Description of Projects


KDI - Co-evolution of Knowledge Networks and 21st Century Organizational Forms: Computational Modeling and Empirical Testing.

Abstract:

Today, information technology is radically altering organizations and we can use that same technology to inter-university project to study the evolution of new organizational forms in the 21st century. That is the opinion of Kathleen M. Carley, one of the Principle investigators on a new $1.5 million research grant from a National Science Foundation as part of the Knowledge and Distributed Intelligence Initiative that will support a three-year inter-disciplinary inter-university project on new forms of organizing. Researchers will explore how new information technologies are shaping communication networks and how these networks are changing the way 21st century organizations will perform. As noted by Carley, "One of the most exciting things about this project is that it is bringing together computational models of organizations with actual data on real organizations with experimental data on team performance to create a better understanding of how the structure of the organization influences and is influenced by information technology."

According to Carley, new information technologies such as "intranets" "connect people with common interests, skills, and resources creating a knowledge network and providing the organization with a visible organizational memory. As a result, new forms of organizing are made possible, and at the same time the complexity of the organization is increasing. We need new ways of understanding and reasoning about social and knowledge networks. Computational modeling and analysis is such a method."

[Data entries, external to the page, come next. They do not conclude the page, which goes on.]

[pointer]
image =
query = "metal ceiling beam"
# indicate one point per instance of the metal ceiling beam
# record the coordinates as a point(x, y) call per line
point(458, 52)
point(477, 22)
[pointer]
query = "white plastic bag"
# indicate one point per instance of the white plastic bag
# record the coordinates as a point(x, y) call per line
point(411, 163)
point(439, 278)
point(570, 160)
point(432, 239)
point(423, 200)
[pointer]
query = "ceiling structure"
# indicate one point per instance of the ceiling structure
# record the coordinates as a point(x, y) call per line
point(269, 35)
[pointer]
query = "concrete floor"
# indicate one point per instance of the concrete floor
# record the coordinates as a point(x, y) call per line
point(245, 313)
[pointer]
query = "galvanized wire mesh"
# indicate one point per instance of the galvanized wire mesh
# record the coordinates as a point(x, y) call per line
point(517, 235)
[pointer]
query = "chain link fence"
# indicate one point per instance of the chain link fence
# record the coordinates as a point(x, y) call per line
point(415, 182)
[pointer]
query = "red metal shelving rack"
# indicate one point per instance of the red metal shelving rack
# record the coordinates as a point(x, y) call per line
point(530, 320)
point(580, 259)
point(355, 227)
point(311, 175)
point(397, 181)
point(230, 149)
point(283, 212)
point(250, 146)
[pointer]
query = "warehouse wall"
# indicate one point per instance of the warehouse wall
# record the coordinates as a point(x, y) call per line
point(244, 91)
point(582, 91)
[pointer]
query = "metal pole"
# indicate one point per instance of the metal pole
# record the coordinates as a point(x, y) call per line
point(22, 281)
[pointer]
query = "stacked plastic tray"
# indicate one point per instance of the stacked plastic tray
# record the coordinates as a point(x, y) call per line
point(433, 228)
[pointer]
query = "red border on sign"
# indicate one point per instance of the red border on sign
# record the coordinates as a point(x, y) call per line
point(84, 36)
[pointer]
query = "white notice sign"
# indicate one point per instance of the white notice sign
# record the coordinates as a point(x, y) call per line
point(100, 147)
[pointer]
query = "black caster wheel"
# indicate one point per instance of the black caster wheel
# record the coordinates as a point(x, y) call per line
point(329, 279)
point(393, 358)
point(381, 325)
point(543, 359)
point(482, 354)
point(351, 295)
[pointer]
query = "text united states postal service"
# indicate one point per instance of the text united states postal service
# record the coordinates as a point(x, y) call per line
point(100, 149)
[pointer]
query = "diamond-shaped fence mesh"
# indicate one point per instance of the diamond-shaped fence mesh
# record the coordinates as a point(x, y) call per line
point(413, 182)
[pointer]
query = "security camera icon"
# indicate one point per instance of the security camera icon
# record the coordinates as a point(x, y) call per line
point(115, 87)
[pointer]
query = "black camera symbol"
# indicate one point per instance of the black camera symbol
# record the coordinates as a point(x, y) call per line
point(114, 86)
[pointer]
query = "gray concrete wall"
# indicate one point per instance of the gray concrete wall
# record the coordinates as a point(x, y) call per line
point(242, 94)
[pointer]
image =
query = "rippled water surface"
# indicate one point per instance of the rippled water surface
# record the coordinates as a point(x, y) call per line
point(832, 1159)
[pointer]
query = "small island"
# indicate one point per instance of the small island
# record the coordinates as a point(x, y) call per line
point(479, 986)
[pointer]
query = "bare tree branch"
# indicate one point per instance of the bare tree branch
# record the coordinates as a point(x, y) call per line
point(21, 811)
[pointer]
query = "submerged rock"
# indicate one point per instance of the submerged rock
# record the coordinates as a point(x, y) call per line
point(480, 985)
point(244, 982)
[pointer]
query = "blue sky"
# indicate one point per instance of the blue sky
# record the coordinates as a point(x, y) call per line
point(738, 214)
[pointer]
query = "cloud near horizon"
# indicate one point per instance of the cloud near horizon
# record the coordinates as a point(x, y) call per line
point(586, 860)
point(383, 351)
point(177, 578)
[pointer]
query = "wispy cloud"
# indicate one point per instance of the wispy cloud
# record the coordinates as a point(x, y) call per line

The research team is itself a knowledge network with expertise in communication, computer science, engineering, psychology, sociology, organization science, social networks, statistics and urban planning. The interdisciplinary, inter-university team includes Kathleen M. Carley from Carnegie Mellon University, Noshir Contractor, Stanley Wasserman, and Andrea Hollingshead from the U. of I., Ray Levitt, John Kunz, and Francoise Bar from Stanford University and Peter Monge and Janet Fulk from the University of Southern California.

The project team will study how knowledge networks evolve in theory and in practice. With a novel blending of computational modeling and field studies the team will look at the impact of changes in IT and incentive systems on organizational performance and learning. The computational effort will be based on multiple models. According to Kathleen M. Carley, a Carnegie Mellon professor of sociology and organizations and director of CASOS, this study will be "the first large scale application in which multiple computational models of organizations are simultaneously used to generate hypotheses and explore theoretical implications for organizations." Field data will be drawn from at least a dozen organizations. In order to accommodate the increasingly global nature of network organizations the project will include multinational organizations and several organizations based outside the United States. The team expects to produce, according to Noshir Contractor, a University of Illinois professor of speech communication and psychology and one of the principal investigators, "the first comprehensive, interdisciplinary test to explain and predict the evolution of knowledge networks and network organizations."

The NSF Knowledge and Distributed Intelligence Initiative for the 21st Century was established in 1997. The NSF established its initiative to create networked systems that increase the availability of information; develop a better understanding of the nature of intelligence; design new ways of advancing knowledge; and provide a fund for multidisciplinary research about knowledge investments.